16) A process for preparation of crystalline form A of lumacaftor hydrobromide according to claim 14 which comprises hydrolysis of 3-(6-(1-(2,2-difluorobenzo[d][1,3]dioxol-5-yl)cyclopropanecarboxamido)-3-methylpyridine-2-yl)-t-butylbenzoate (II) in the presence of acetonitrile and hydrobromic acid.
17) An amorphous solid dispersion of lumacaftor and one or more pharmaceutically acceptable carriers.
18) An amorphous solid dispersion of lumacaftor according to claim 17 characterized by XRD pattern substantially as illustrated by figure 3.
19) The amorphous solid dispersion according to claim 17 wherein the pharmaceutically acceptable carriers include povidone like PVP K-30, copovidones like Kolidon VH-64, silica excipients like silicon dioxide, syloid FP silica, colloidal silica.
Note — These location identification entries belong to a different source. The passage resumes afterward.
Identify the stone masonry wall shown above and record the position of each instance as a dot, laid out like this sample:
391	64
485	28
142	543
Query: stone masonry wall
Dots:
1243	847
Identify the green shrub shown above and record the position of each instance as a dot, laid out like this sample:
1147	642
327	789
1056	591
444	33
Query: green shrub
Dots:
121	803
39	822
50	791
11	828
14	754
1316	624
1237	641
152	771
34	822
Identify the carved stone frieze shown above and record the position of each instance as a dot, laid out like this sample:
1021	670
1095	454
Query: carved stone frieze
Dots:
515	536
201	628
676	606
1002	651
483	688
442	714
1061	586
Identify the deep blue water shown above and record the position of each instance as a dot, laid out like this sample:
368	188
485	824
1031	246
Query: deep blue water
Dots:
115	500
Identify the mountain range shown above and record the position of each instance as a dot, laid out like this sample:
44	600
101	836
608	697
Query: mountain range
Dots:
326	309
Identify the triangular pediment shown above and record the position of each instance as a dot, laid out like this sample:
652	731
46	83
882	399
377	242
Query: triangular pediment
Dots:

20) The process for the preparation of amorphous solid dispersion of lumacaftor according to claim 17 comprising the steps of:
a) dissolving lumacaftor base in organic solvent,
b) adding one or more excipient and
c) isolating solid dispersion of amorphous lumacaftor from the reaction mixture thereof.
21) The process for the preparation of lumacaftor by crystallization using a suitable solvent.
22) The process according to claim 21 wherein organic solvent is selected from esters such as ethyl acetate, methyl acetate, tertiary butyl acetate, isopropyl acetate.
23) The process according to claim 22 wherein the preferred solvent is ethyl acetate.